Publié par Régis Pinguet sur 10 Mars 2024, 18:07pm

Catégories : #Littérature

La ville était sombre, la rue était noire. Le rayonnement de la demi-lune n’arrivait pas à pénétrer dans le dédale de ce pâté de maisons. La plupart des lampadaires avaient été explosés par les délinquants locaux, pour ne pas entraver leurs trafics illicites : ce qui se fume, s’avale, s’injecte, se monnaye. Drogues, armes, sexe, tout y passait. Les façades des immeubles miteux respiraient la misère. Les habitants normaux encore présents, ceux qui étaient dans la légalité, se sentaient prisonniers, trop pauvres pour déménager dans un quartier moins sinistre. Cette économie souterraine ne dérangeait qu’eux. La police et les politiciens ne s’en mêlaient pas, tant qu’il n’y avait pas de vague, ce que les voyous avaient bien intégré. Rarement, une disparition était signalée. Curiosité, querelle de territoire, on ne savait pas, on ne cherchait pas à savoir. Les corps n’étaient jamais retrouvés. Massacre à la tronçonneuse ?

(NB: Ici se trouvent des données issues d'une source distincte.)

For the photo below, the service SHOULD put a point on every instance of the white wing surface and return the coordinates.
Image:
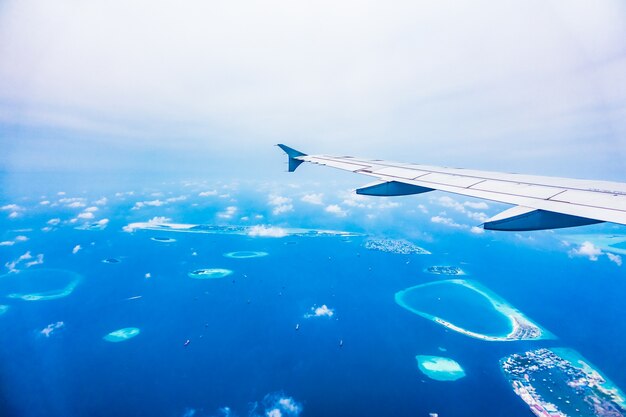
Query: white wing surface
(540, 202)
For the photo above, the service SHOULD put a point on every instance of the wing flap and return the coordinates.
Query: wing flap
(545, 197)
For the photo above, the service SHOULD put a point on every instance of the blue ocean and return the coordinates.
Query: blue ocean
(252, 343)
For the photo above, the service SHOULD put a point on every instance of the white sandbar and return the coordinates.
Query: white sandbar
(210, 273)
(122, 335)
(439, 368)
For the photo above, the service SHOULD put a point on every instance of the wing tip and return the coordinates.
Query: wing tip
(292, 154)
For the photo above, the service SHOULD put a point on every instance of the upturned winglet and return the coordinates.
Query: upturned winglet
(293, 155)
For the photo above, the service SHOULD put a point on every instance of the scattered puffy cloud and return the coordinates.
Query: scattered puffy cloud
(276, 405)
(152, 203)
(477, 230)
(281, 204)
(228, 213)
(445, 221)
(27, 258)
(322, 311)
(17, 239)
(336, 210)
(592, 252)
(86, 215)
(175, 199)
(207, 193)
(587, 249)
(152, 222)
(11, 207)
(478, 205)
(37, 261)
(266, 231)
(614, 258)
(316, 199)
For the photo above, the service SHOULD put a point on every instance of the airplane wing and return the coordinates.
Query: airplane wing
(539, 202)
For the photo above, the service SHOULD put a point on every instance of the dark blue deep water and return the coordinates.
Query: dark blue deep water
(243, 343)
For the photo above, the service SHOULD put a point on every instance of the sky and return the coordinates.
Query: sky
(209, 87)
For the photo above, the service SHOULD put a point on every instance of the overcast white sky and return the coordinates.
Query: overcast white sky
(527, 86)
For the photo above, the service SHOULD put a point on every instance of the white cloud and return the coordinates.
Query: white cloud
(478, 216)
(266, 231)
(284, 208)
(322, 311)
(207, 193)
(316, 199)
(27, 256)
(277, 200)
(336, 210)
(11, 207)
(480, 205)
(175, 199)
(281, 204)
(445, 221)
(587, 249)
(228, 213)
(614, 258)
(38, 261)
(151, 203)
(152, 222)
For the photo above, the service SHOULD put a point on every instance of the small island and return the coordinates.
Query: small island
(402, 247)
(245, 254)
(122, 335)
(439, 368)
(560, 382)
(210, 273)
(163, 239)
(40, 284)
(445, 270)
(471, 309)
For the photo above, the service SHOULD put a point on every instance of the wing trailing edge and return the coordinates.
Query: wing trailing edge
(539, 202)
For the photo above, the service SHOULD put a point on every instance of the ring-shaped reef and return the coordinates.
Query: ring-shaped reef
(122, 335)
(471, 309)
(111, 261)
(209, 273)
(39, 284)
(245, 254)
(163, 239)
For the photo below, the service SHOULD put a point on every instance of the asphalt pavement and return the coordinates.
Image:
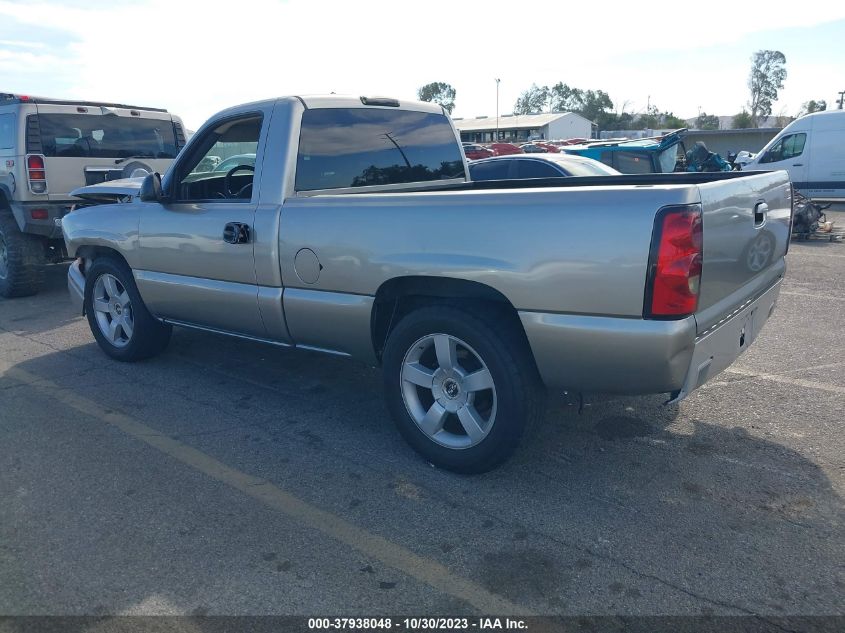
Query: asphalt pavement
(226, 477)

Cette ville fut autrefois prospère. Le travail fut délocalisé en Asie, les usines fermèrent, la misère s’installa peu à peu. Mais de Paris, on ne voyait rien, on ne voulait rien voir ou savoir.

 

Jacques habitait un immeuble sur les hauteurs, l’ancienne ville nouvelle construite vers la fin des années industrieuses. Il dominait les vieux quartiers, protégé mais pas ignorant. Lui aussi était piégé. L’appartement était devenu invendable à un prix décent, et la faible retraite de Jacques ne lui permettait pas de viser mieux. Quand les tirs étaient trop violents, il sortait les boules Quiès, ou se défonçait les tympans en écoutant AC/DC au casque. De temps en temps, un rayon de soleil illuminait sa tristesse, quand Rosalinde venait le rejoindre. C’était alors l’empire des sens, un moment d’abandon et d’oubli.

 

Mais la ville se lézardait de plus en plus, s’effritait dans une indifférence politique totale. Être élu, réélu, c’était toucher de l’argent. Direct ou indirect. Propre ou pas. Alors, la vie des autres… Les soirs de pleine lune, Jacques admirait le ciel, se demandant quand il pourrait s’évader. Le médecin l’avait informé la semaine dernière, cancer métastasé. A quoi bon lutter ? Il avait arrêté toute médication. Il ne savait pas encore comment informer Rosalinde.

 

Une fusillade nourrie éclata, plus intense que d’habitude. Jacques sortit et se dirigea vers le bas quartier. La peur l’avait depuis longtemps abandonné. Il fila droit, à la recherche de la balle perdue. Ils se rencontrèrent et Jacques s’effondra dans le caniveau, ce n’était pas la faute à Rousseau. Un cadavre de plus, une autre vie qui s’en va. Rien ne bougera. L’argent circule, n’est-ce pas ?

Régis, début 2024.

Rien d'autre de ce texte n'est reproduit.